Карина взяла с собой цилиндр. Немец не возразил — вопрос с оплатой уже был решен. Только проводил Карину пристальным взглядом.
* * *«Опель», сыто урча мотором, катил вдоль набережной.
Карина сжимала в руках рюкзачок. Улыбалась, как ребенок, укравший яблоко. Ее затаившийся и в то же время виноватый вид не давал покоя Максимову.
«Если это запоздавшая реакция на стресс, то довольно странная. Хотя сколько людей, столько и сдвигов по фазе. Я вот, например, глупо улыбаюсь перед дракой. А Кульба после боя час расчесывал усы. Каждый сходит с ума по-своему».
— Интересно, почему Эльба? Вовсе она не белая. — Карина отвернулась к окну и смотрела на мутные воды реки.
— Так сколько лет прошло! Считают, что Эльбой ее назвали римляне. Но, думаю, они переиначили местное название.[34] Давным-давно по реке проходила граница расселения славян. А у них белый цвет символизировал не просто чистоту, как сейчас говорят — экологическую. Белая, как белая Царевна Лебедь. Незамутненно чистая, почти божественная чистота. А такое возможно только на границах обитаемой вселенной.
— Как Беловодье? — догадалась Карина.
— Да, больше мечта, чем географическое понятие. Если точно, место, которое можно увидеть лишь духовным зрением, а не глазами. Граница между видимым миром и миром духа.
— Останови, — попросила Карина.
Подхватив рюкзак, выскочила из машины. По ступенькам сбежала к воде.
Из машины ее не было видно, пришлось выйти. Максимов машинально смазал взглядом улицу Явного «хвоста» не наблюдалось.
Прошел к парапету, облокотился о холодные поручни.
По реке только что прошел катер, и волны шлепали о камни. Сквозь рваные тучи сквозили лучи холодного солнца, полосами растекались по мутной воде.
Карина сидела на коленях у самой воды. Максимов решил, что вмешается лишь в крайнем случае. Хотя нырять в грязную воду не хотелось. А остальное можно вытерпеть. В конце концов, у Карины не просто горе. Смерть — это лишь точка перехода. Но каждый ее проходит в одиночку.

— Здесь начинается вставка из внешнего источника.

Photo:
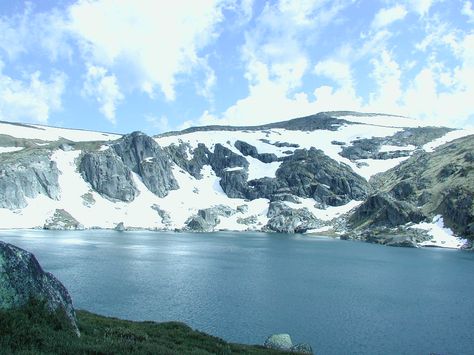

От того, как она выдержит это испытание, какой станет перейдя через порог, зависело все, что случится дальше! И Максимов ждал, как ждут приближающегося к перекрестку путника: свернет ли он на свою дорогу и пойдет дальше сам по себе или пойдет за тобой, чтобы до следующего перекрестка идти вместе, — загадывать бесполезно, произойдет лишь то, что должно произойти.
Карина достала из рюкзака пластиковый пакет. Подержала на вытянутой руке и медленно пере вернула. Белесый порошок шлейфом распылился над водой, несколько крупных комков, булькнув, ушло под воду Ветер погнал пепельно-серый дымок прочь от берега, постепенно прижимая к волнам. Облачко ложилось на воду нехотя, все больше и больше вытягиваясь, пока не превратилось в узкую полосу От удара ветра она плашмя упала на воду и вмиг исчезла, растворившись в мутной воде.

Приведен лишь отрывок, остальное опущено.